Steganography is an age-old process. This powerful technique has gotten quite a lot of ink dedicated to it post the 9/11 terrorist attacks as a method that could enable terrorists, subversives, and others to communicate in a way that is incredibly difficult to detect. This article examines the process of steganography and shows how you can detect its use.
Before I get started, let me first differentiate this process from one of the other processes used to alter data and keep it away from those not authorized to view it: encryption. Encryption can alter a piece of clear-text, or unencrypted information, into cipher-text, or encrypted information. What does encryption not do? Well it doesn't prevent someone from knowing that data is being transmitted, as encrypted data can be intercepted and examined. But without the all-important key, it cannot be easily deciphered. Compare this with steganography, where data—encrypted or otherwise—is hidden within something else in such a way that those who are unaware will only see the main item and not the data hidden within it. Why use one technique over the other? Simply put, if you transmit an encrypted message, it can attract unwanted attention from those from whom you want to protect it, while steganography can be used to send communications right under the nose of a third party with little chance of raising suspicions.
Let's take a look at how this whole process works, as it can be tricky to understand without a bit of a primer.
For this example, consider a common, standard image format like JPEG. JPEG files are popular because of their versatility and support, as well as (most importantly) their ability to support 16.7 million colors (the maximum amount of color the human eye can perceive). Now consider a standard digital photograph taken with an above-average or high-end camera of any given subject, such as a sunset, a beach, or the Las Vegas Strip. Any of these subjects will contain a tremendous amount of color and detail, as well as—depending on the camera—a varying amount of what's known as white noise.
So, what is this white noise? It is the background or randomized information contained in any piece of data. In this case, think of it as the imperceptible or unused information in the image. Someone employing a steganographic technique can use this noise to hide "secrets" by altering the information in ways that cannot be easily noticed. In this image, consider that each pixel is made up of a combination of numbers used to specify the color that will be displayed.
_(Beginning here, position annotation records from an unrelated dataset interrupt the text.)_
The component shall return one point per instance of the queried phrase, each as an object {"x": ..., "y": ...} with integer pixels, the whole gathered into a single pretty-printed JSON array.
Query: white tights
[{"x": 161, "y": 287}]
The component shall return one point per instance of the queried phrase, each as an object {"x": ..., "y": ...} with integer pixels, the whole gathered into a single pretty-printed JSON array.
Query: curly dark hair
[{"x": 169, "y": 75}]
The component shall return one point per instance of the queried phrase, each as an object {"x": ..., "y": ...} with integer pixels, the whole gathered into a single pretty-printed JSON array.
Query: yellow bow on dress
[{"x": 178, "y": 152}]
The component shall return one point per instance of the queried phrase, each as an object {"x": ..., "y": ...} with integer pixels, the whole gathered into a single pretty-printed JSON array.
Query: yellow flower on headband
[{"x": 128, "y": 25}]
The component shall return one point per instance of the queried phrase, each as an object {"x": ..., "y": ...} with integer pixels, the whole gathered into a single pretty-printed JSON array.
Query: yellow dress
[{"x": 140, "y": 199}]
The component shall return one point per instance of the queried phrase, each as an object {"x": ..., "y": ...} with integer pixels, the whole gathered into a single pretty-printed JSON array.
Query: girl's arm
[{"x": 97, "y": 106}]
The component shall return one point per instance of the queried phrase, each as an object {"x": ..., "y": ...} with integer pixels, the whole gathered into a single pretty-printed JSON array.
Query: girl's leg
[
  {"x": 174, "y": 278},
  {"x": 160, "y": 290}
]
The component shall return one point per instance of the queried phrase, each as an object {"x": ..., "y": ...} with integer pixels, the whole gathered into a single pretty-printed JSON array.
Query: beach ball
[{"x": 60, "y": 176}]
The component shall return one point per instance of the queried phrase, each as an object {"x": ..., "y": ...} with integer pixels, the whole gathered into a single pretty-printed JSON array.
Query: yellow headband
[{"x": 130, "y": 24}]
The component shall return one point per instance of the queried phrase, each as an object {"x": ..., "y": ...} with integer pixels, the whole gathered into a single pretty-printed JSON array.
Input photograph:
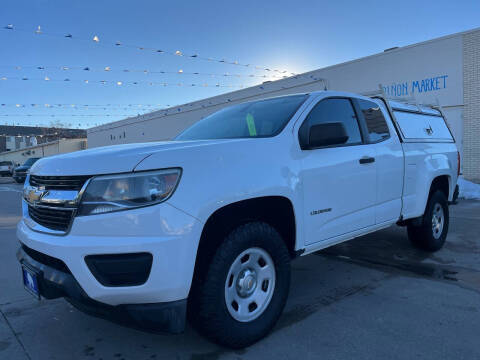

In any standard image, a pixel has a sequence of three numbers associated with it that dictate the mixture of the red, green, and blue (RGB) channels for the pixel (and therefore the color displayed). In an RGB value, any given channel can contain a value anywhere from 0 (no color) to 255 (full color). In the context of the digital world, each of these values is stored in a sequence of 8 bits, with the Most Significant Bit (MSB) being 128 and the Least Significant Bit (LSB) being 1. Let's take a look at a standard pixel:
Original pixel value: 255, 255, 255 (White) Same pixel value in binary: 11111111, 11111111, 11111111
Now, alter this pixel to store data:
New pixel value: 255, 255, 255 (White) Same pixel value in binary: 111111rr, 111111gg, 111111bb
In my new example, I marked the LSBs in each channel to call attention to them. In the real world, I could alter the LSB of each of these channels across several pixels to store the codes associated with letters. Because most letters only need 8 bits, I have more than I need to reflect a letter in each pixel of an image. Keep in mind that while I am using the four LSBs of each pixel to describe a letter of text, the same change will alter the color of the pixel; however, because of how small a change is made to store a single letter in each pixel, the resulting change in color is equally small—too small for the naked eye to see. Unless you have the original image, noting the change between the new and original images is a difficult task (although software is available to help with this detection process).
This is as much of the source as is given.